The few days in Paris after the purchase of the house certainly intensified Stephen’s love of the bright lights. He was fêted and pursued wherever he went, the darling of the media
and the prized possession of the publisher. As I loved Paris too, it was no hardship for me to enjoy the bright lights as well. We dined at La Coupole; we ate in the restaurant on the Eiffel Tower,
where Stephen was invited to add his name to the signatures of the rich and famous in the visitors’ book; we visited the newly opened Musée d’Orsay and we entertained friends and
Stephen’s French relations, including his cousin Mimi, to a dinner in celebration of the launch. Photographers followed us everywhere, and journalists clamoured for interviews, for which
either I or a French colleague of Stephen’s did the interpreting. I was flattered to be asked for an interview by a leading radio journalist, Jean-Pierre Elkabbach, at the radio station
Europe 1. When I arrived, my interviewer was involved in a long and heated discussion with Jean Le Pen, the nationalist leader. Jean-Pierre Elkabbach quickly recovered his composure and treated me
with Gallic charm and deference. The interview was broadcast all over France, and as a result we and our circumstances were introduced to our new neighbours in our village in the north before we
had taken up residence.

Within three weeks I was setting out for France again: this time with Tim and Lucy in a car laden to the roof with packaged cupboard and bookshelf kits, linen, crockery, cutlery, utensils and
food. As if in our honour, we found that a new motorway had just been opened, cutting twenty minutes or so from the journey from Calais, so when we arrived, earlier than expected, at the Moulin, we
found the house full of workmen, putting the finishing touches to the Herculean effort of making suitable arrangements for Stephen – and of converting the attic to bedrooms, which they had
completed in seventeen days. Their beaming pleasure in our delight was obvious as we toured the house that they had so swiftly transformed.

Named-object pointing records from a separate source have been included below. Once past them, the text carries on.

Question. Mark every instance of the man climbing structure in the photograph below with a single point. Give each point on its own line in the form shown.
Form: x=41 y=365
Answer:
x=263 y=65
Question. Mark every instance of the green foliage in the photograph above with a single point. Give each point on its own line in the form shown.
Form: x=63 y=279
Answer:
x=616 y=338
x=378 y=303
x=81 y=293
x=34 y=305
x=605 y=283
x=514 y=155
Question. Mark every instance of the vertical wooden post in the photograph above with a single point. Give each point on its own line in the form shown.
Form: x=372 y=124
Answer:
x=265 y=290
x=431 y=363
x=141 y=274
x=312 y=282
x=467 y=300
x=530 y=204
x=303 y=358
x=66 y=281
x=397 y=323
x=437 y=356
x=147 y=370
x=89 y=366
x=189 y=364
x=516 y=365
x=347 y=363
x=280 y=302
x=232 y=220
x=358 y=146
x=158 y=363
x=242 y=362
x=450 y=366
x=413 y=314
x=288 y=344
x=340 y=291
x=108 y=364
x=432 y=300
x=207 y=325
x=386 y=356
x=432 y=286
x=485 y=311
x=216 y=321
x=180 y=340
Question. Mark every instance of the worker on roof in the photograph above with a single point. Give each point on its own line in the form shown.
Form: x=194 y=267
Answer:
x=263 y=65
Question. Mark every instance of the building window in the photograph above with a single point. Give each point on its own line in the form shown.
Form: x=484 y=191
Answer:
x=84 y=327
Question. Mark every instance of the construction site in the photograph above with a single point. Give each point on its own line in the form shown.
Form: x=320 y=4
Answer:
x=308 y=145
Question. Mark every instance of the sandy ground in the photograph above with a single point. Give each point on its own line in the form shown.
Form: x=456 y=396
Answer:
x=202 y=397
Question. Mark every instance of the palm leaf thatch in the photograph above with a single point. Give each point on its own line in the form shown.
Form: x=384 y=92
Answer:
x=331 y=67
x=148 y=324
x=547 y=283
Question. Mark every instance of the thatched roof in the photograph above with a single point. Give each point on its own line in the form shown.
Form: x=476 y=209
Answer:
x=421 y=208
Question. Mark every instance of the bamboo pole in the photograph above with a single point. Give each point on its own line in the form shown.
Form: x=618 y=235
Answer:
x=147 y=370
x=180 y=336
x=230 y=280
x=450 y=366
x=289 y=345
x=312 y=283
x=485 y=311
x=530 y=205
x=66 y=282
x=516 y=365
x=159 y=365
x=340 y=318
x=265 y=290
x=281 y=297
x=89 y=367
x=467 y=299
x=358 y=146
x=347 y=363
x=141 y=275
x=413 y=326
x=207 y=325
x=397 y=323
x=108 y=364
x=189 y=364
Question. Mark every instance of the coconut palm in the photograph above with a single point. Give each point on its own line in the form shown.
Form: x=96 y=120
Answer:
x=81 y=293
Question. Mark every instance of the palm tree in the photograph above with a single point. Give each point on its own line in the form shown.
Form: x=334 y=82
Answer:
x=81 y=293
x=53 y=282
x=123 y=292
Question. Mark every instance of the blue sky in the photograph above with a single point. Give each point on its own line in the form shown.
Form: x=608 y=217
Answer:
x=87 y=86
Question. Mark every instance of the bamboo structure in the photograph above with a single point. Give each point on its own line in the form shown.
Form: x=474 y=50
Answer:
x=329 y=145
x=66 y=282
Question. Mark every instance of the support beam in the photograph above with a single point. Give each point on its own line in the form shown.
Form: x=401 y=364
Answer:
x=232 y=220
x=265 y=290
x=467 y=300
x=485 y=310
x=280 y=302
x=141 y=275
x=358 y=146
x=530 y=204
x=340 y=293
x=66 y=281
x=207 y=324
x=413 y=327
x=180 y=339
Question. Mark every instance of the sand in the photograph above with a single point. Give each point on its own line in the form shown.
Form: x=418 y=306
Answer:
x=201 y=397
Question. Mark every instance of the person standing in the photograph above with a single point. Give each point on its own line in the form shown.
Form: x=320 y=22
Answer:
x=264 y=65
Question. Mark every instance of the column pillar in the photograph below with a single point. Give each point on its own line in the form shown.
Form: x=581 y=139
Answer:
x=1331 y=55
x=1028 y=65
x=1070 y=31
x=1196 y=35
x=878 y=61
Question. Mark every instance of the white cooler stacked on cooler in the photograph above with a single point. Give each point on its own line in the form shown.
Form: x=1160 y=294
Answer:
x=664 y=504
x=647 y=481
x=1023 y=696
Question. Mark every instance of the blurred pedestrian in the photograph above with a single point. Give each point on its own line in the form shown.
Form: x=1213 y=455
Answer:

Stephen had recently bought a Volkswagen van which had been fitted with a ramp and fixtures to hold the wheelchair steadily in place. It also proved invaluable in transporting large items of
furniture. Late that evening, Jonathan arrived at the wheel of the van, which was packed with yet more furniture and luggage. The next day he drove to the airport at Le Touquet – so
fashionable with the British in its heyday – to meet Stephen, Robert and the entourage of two reliable and trusted nurses. The advances and royalties coming in from the several editions of
A Brief History of Time
permitted Stephen the rare luxury of chartering a small aeroplane from Cambridge airport to bring him to France by the simplest and most comfortable means possible.
The genial Australian pilot had opened up spaces in the wing to store suitcases and bits of the wheelchair, and he invited one of the passengers, on this occasion Robert, to sit beside him in the
cockpit of his tiny six-seater aircraft.